POSTER PRESENTATIONS
April 23 and April 24
Structure and Tectonics: From Micro-fractures to Plate Boundary Faults
(Presenters are expected to be at their posters from 8:00am to 11:30am on Tuesday, April 24)
Alamo Schist North of Alamo Lake, Arizona
W.J. Elliott and J. Corones
A small isolated outcrop of blue-gray schist occurs north of Alamo Lake, AZ. Visual comparison of this metamorphic rock was made with samples of Orocopia Schist on the northwest side of the Plomosa Mountains, AZ, and at Cemetery Ridge, AZ. At the hand-lens level of identification, save natural variation, these three schists appear to be all but indistinguishable, one from the other. Relative Probability U-Pb age date for detrital zircons obtained from the Alamo schist is 167 Ma (middle Jurassic).
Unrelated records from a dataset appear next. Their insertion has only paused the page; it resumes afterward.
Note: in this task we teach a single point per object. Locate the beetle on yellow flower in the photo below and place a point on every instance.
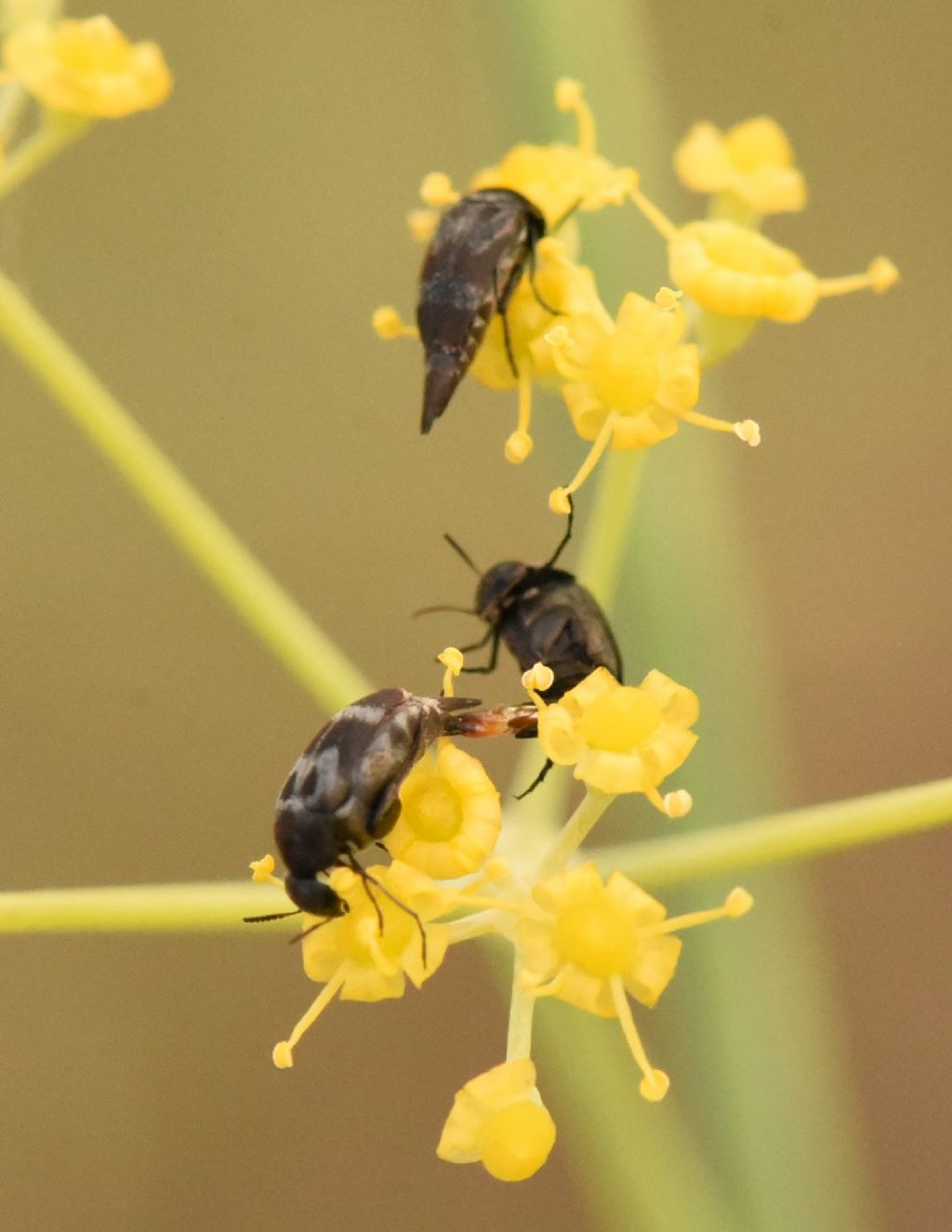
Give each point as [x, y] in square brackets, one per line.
[450, 815]
[371, 951]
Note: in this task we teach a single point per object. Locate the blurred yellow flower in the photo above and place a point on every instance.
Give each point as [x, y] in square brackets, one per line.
[499, 1120]
[371, 951]
[754, 160]
[561, 178]
[87, 68]
[596, 943]
[622, 738]
[735, 272]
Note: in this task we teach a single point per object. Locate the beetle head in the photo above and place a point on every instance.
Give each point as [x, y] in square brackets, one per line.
[314, 897]
[497, 588]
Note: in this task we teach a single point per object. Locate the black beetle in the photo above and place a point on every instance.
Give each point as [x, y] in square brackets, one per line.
[470, 270]
[543, 615]
[342, 793]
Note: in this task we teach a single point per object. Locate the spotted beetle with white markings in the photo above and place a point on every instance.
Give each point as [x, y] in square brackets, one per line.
[469, 272]
[344, 791]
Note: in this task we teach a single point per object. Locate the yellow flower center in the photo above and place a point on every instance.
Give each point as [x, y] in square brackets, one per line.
[361, 939]
[621, 720]
[516, 1140]
[433, 811]
[598, 939]
[623, 372]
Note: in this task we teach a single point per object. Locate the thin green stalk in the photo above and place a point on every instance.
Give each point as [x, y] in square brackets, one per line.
[607, 530]
[192, 907]
[255, 596]
[56, 132]
[799, 834]
[574, 832]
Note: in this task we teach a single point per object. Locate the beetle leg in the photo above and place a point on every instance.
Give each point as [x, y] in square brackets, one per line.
[564, 540]
[493, 655]
[537, 780]
[372, 881]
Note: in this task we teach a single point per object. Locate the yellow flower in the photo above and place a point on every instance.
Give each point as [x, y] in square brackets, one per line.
[598, 941]
[370, 952]
[630, 385]
[499, 1120]
[735, 272]
[451, 815]
[754, 160]
[622, 738]
[561, 178]
[87, 67]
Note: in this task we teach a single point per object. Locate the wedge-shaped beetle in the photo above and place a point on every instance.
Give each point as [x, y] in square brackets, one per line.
[543, 615]
[470, 270]
[342, 793]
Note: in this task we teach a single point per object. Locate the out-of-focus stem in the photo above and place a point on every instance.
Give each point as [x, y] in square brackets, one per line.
[272, 615]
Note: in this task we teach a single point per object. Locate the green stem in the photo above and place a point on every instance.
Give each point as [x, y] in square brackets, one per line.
[57, 131]
[607, 531]
[799, 834]
[574, 832]
[522, 1012]
[193, 907]
[251, 591]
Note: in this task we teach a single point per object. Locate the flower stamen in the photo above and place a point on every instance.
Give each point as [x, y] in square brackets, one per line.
[388, 323]
[879, 276]
[674, 803]
[519, 444]
[437, 190]
[571, 97]
[262, 872]
[655, 1082]
[736, 903]
[747, 431]
[283, 1053]
[560, 500]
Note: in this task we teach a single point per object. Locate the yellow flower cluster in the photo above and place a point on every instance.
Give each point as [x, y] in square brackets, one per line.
[588, 941]
[629, 381]
[87, 68]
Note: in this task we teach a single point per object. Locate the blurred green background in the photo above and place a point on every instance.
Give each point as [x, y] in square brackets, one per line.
[217, 262]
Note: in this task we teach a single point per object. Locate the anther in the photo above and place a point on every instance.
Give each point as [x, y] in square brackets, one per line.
[437, 190]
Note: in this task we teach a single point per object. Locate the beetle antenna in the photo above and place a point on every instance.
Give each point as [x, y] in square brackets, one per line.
[462, 554]
[564, 540]
[537, 780]
[265, 920]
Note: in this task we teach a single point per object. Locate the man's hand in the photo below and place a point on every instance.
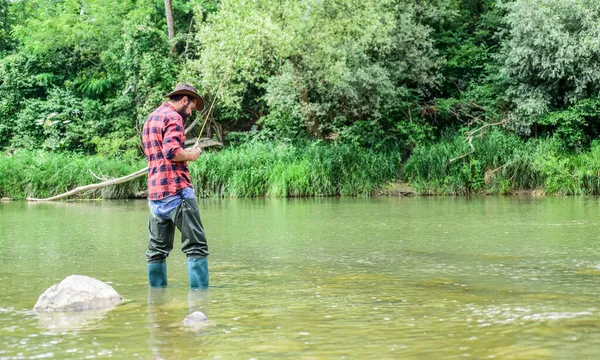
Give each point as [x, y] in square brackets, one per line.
[195, 153]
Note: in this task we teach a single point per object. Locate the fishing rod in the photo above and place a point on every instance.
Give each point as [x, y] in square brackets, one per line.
[212, 105]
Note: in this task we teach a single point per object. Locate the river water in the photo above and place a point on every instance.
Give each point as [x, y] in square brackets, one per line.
[383, 278]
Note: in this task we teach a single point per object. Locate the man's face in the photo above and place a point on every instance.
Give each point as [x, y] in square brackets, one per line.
[189, 105]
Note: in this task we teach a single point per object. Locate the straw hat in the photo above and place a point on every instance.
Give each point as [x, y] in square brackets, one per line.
[189, 90]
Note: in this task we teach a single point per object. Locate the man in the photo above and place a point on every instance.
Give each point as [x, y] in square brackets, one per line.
[170, 193]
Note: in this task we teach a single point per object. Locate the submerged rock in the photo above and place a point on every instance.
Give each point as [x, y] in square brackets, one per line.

This appears to be compatible with U-Pb ages at Cemetery Ridge and at Plomosa Mountains. Massive quartz “breccia” bodies, with occasional well rounded quartz clasts, occur with Alamo schist. A tentative explanation may be that the “breccia” is a well-cemented collection of disaggregated ocean-bottom ribbon quartz combined with far-traveled quartz-pebble turbidite sequences from some distant shore. We tentatively suggest that this exposure may represent an isolated occurrence of Orocopia Schist – an artifact of an exhumed portion of the Farallon Plate.
Spatial and Temporal Characterization of Volcanic-filled Paleovalleys Dextrally Offset Across the Petrified Springs Fault in the Central Walker Lane, Nevada
A. Hoxey, J. Lee, and A. Calvert
The Central Walker Lane (CWL), NV, accommodates ~25% of Pacific-North American plate boundary dextral shear. In the CWL five faults are hypothesized to accommodate most of the dextral slip, but displacement magnitudes and initiation ages are poorly constrained. Review of 30+ year-old geologic maps suggests Cenozoic volcanic-filled paleovalleys (PVs) record offset across the five CWL faults, including the Petrified Springs fault (PSF). To test if PVs act as geologic markers across the PSF, we completed new geologic mapping and structural studies. Observations of paleosol developed stratigraphically on top of Mesozoic rocks and structural measurements in the overlying Cenozoic rocks document the geometry of the unconformity and offset magnitude across the PSF. The PSF is an ~65 km long, NW-striking dextral fault that offsets four geologic markers. The oldest marker is a series of four, nested PVs filled with Cenozoic lavas and tuffs. Dividing the ~10.3 km offset magnitude by the ~27.11 Ma Ar/Ar age reported for the youngest nested unit, Mickey Pass Tuff (Henry & Faulds, 2010), yields an ~0.4 mm/yr minimum slip rate. A younger PV is offset ~9.6 km and filled with an ~16.03 Ma andesite lava (preliminary Ar/Ar), yielding an ~0.6 mm/yr minimum slip rate. A 3rd PV is offset ~1.8 km across one splay and filled with a presumed Pliocene basalt (Ar/Ar in progress). A 4th marker is a normal fault, bounding an ~10.7 Ma basin (K/Ar age; Evernden et al., 1964). The normal fault is truncated by and dextrally offset ~3.3 km across the PSF, which yields an ~0.3 mm/yr minimum slip rate. Our ~0.4 mm/yr slip rate is within error of reported minimum slip rates along both the dextral, west-adjacent CWL faults: the Gumdrop Hills and Benton Springs faults (Mayberry & Lee, 2017; Dubyoski et al., 2016), and is within error of GPS-based block-model estimates for recent slip on the PSF of ~0.6 mm/yr (Bormann et al., 2016).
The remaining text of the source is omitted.